Ich sage ganz offen: Natürlich ist es mit Erklärungen und Abschlusskommuniqués nicht getan. Und es sind auch nicht nur die Landwirtschaftsministerinnen und -minister, die entscheiden und das Blatt zum Guten wenden. Mitentscheidend sind auch die Ideen und Innovationen der Wirtschaft, die Expertise der Wissenschaft und das Engagement der Zivilgesellschaft. Deshalb braucht es breite politische, gesellschaftliche, wissenschaftliche und wirtschaftliche Allianzen, durch die Brücken gebaut werden, auf denen man zueinander findet, sich austauscht und dann gemeinsam den Weg geht, der vor uns liegt. Genau in diesem Geist des Brückenbauens, ist ein wesentlicher Stützpfeiler im letzten Jahr endlich fertig geworden: die Partnerschaft zwischen G20 und der Afrikanischen Union.

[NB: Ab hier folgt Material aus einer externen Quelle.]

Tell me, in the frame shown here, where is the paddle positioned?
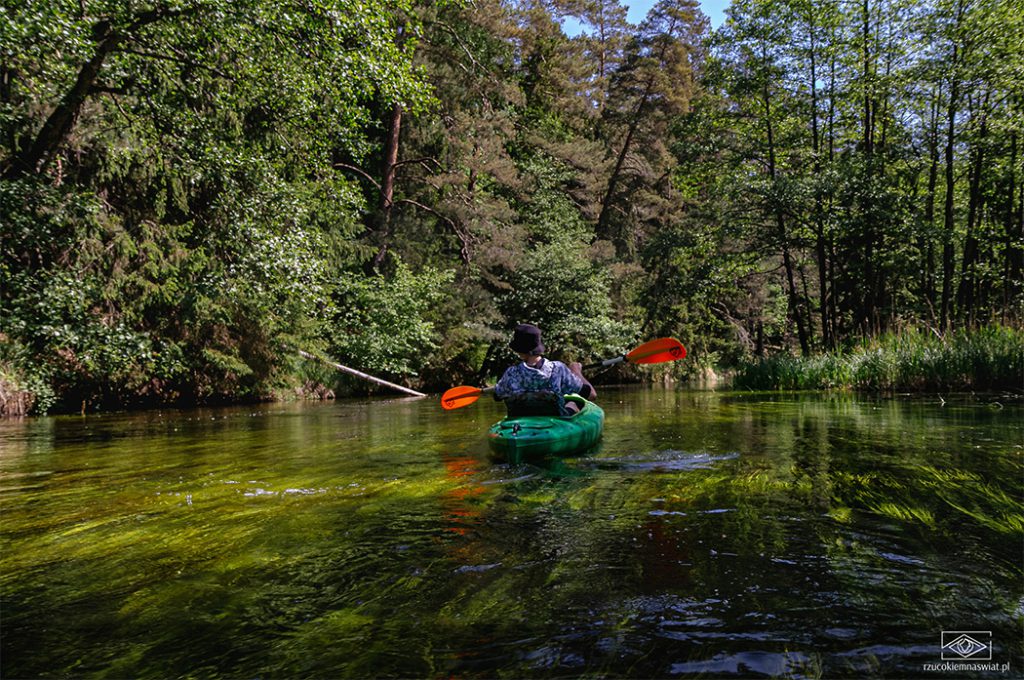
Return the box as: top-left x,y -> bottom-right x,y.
441,338 -> 686,411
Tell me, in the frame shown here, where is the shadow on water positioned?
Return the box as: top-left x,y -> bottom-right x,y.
0,389 -> 1024,678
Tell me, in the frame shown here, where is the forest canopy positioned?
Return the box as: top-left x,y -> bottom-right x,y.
0,0 -> 1024,411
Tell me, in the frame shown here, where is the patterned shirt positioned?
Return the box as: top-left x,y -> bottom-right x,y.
495,358 -> 584,412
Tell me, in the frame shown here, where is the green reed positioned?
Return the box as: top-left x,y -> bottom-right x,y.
734,326 -> 1024,391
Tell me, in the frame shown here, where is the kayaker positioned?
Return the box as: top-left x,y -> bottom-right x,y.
495,324 -> 597,416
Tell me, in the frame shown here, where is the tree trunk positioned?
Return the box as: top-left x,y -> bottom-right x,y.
919,85 -> 942,323
939,45 -> 959,332
4,20 -> 124,179
956,94 -> 988,326
1002,131 -> 1024,323
763,65 -> 811,356
373,103 -> 401,270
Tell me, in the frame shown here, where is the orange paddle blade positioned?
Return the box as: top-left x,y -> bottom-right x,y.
626,338 -> 686,364
441,385 -> 483,411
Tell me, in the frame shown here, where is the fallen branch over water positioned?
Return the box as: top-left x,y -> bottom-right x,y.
299,349 -> 426,396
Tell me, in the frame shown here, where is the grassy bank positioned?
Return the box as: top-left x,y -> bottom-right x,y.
734,326 -> 1024,392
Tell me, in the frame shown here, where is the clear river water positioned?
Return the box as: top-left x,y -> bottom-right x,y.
0,387 -> 1024,679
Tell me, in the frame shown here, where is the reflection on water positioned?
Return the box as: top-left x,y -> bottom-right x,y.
0,388 -> 1024,678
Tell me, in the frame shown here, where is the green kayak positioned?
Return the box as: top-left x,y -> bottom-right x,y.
487,394 -> 604,463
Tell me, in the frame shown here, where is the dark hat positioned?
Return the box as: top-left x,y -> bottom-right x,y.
509,324 -> 544,354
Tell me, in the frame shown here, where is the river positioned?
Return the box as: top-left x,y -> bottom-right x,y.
0,387 -> 1024,678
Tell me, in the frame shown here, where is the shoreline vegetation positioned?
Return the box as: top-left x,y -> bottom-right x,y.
0,0 -> 1024,414
0,325 -> 1024,417
732,326 -> 1024,395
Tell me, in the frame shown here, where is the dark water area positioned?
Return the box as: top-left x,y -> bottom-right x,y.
0,388 -> 1024,679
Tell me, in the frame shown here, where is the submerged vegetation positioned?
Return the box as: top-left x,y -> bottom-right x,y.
0,0 -> 1024,412
734,326 -> 1024,394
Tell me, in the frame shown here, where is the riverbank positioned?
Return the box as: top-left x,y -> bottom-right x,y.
733,326 -> 1024,394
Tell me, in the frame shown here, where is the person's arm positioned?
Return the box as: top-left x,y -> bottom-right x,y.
568,362 -> 597,399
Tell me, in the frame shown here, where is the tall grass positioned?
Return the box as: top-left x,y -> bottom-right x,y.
734,326 -> 1024,392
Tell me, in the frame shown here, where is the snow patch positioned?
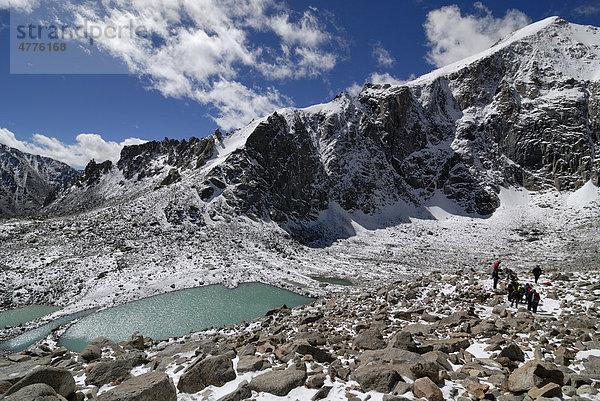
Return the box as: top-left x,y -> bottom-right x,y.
567,181 -> 600,208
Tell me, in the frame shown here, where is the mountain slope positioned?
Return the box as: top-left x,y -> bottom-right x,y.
0,144 -> 79,217
0,18 -> 600,313
48,17 -> 600,240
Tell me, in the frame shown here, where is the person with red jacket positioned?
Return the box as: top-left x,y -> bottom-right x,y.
492,261 -> 500,289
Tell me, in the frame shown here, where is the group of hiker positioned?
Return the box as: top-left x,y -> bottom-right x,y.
492,261 -> 542,313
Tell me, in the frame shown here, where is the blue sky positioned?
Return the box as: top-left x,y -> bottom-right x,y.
0,0 -> 600,167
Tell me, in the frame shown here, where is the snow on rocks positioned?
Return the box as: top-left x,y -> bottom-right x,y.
0,269 -> 600,401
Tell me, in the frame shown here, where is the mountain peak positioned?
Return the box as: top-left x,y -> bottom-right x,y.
407,16 -> 600,85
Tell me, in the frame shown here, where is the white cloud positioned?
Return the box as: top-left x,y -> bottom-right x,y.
423,2 -> 531,67
0,128 -> 146,168
0,0 -> 40,13
19,0 -> 342,130
345,72 -> 415,96
371,42 -> 396,68
573,4 -> 600,17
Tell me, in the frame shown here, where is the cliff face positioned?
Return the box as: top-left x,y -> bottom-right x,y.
41,17 -> 600,241
0,144 -> 79,218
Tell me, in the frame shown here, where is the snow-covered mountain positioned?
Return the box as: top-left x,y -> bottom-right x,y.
0,18 -> 600,313
0,144 -> 79,218
47,17 -> 600,239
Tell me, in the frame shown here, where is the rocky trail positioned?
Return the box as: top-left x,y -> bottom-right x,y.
0,269 -> 600,401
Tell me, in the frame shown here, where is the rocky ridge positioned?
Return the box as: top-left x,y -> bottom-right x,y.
39,17 -> 600,242
0,144 -> 79,218
0,269 -> 600,401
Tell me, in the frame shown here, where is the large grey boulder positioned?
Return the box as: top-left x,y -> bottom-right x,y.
498,343 -> 525,362
79,344 -> 102,362
217,380 -> 252,401
5,366 -> 75,397
352,365 -> 402,393
85,359 -> 132,387
583,355 -> 600,378
98,372 -> 177,401
250,366 -> 307,397
177,355 -> 236,393
527,383 -> 562,400
410,361 -> 440,383
354,329 -> 386,350
2,383 -> 66,401
508,360 -> 564,393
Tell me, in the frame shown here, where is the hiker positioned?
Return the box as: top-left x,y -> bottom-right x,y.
510,285 -> 521,309
492,261 -> 500,289
525,284 -> 533,310
531,290 -> 541,313
506,269 -> 517,283
531,265 -> 542,284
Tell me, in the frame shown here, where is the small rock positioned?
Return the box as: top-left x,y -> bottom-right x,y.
79,344 -> 102,362
413,377 -> 444,401
250,366 -> 306,397
498,343 -> 525,362
527,383 -> 562,400
2,383 -> 65,401
217,380 -> 252,401
5,366 -> 75,397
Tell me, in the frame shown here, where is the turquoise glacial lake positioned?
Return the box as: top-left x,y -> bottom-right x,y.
61,283 -> 313,352
0,305 -> 60,329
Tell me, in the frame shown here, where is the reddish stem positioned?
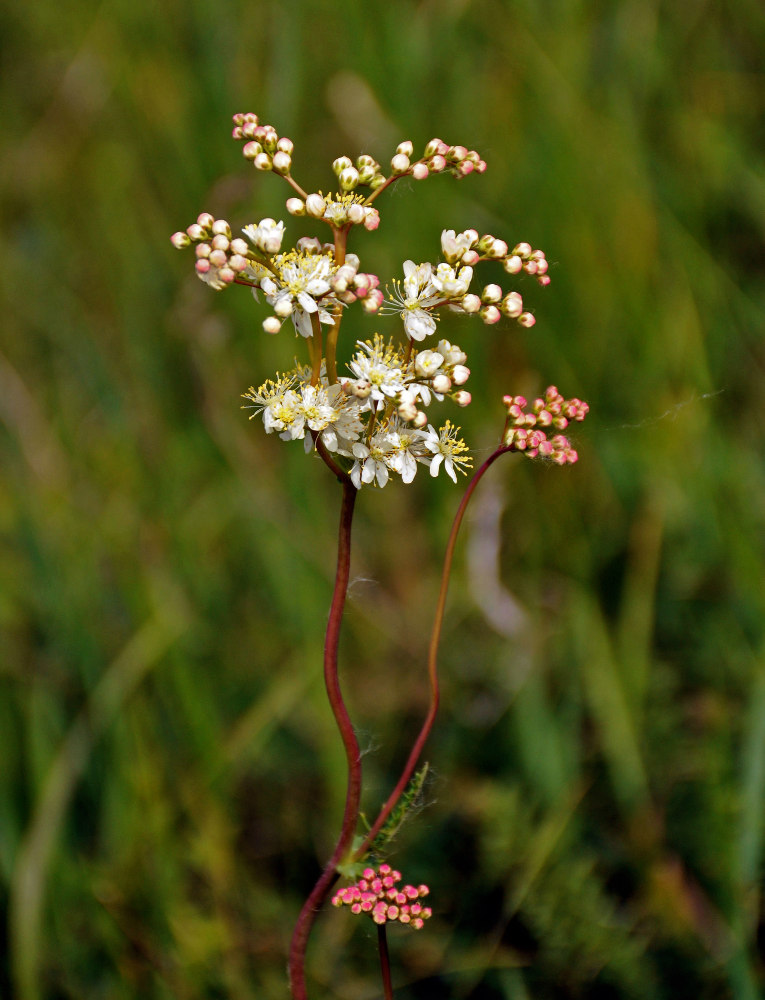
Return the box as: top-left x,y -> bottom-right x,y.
377,924 -> 393,1000
289,476 -> 361,1000
354,445 -> 514,860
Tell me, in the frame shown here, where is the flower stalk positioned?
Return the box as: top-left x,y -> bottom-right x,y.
171,112 -> 587,1000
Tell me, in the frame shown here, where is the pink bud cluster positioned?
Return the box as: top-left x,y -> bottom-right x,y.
332,865 -> 432,930
502,385 -> 590,465
441,229 -> 550,286
231,111 -> 294,177
170,212 -> 249,290
329,262 -> 384,313
286,192 -> 380,233
414,139 -> 486,180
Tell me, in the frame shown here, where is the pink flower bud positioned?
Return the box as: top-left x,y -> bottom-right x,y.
362,288 -> 385,313
460,292 -> 481,313
273,150 -> 292,175
297,236 -> 321,253
348,203 -> 366,226
338,167 -> 359,191
502,292 -> 523,319
502,254 -> 523,274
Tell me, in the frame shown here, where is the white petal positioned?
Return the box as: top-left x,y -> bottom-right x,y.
430,452 -> 444,476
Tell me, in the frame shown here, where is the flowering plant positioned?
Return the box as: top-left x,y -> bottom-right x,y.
171,113 -> 588,1000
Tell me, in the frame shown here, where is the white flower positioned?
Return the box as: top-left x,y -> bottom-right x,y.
260,250 -> 335,337
244,374 -> 305,441
348,333 -> 408,403
321,385 -> 364,458
385,260 -> 443,340
242,219 -> 284,254
300,385 -> 338,431
350,431 -> 395,490
420,420 -> 473,483
433,264 -> 473,298
388,422 -> 425,483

Seit dem 1. Januar 2024 ist die Afrikanische Union ein G20-Mitglied. Deutschland hat diese Entscheidung sehr unterstützt. Zu dieser Mitgliedschaft möchte ich Sie herzlich beglückwünschen. Sie ist in unser aller Interesse!

Im Geist eines wahrhaftig konstruktiven Dialogs haben die Afrikanische Union und mein Ministerium im November vergangenen Jahres den Agrarpolitischen Dialog gestartet. Es ist die einzige Kooperation im Agrar- und Ernährungsbereich der Bundesregierung bzw. der Europäischen Union mit der Afrikanischen Union. Dieser Schritt war längst überfällig.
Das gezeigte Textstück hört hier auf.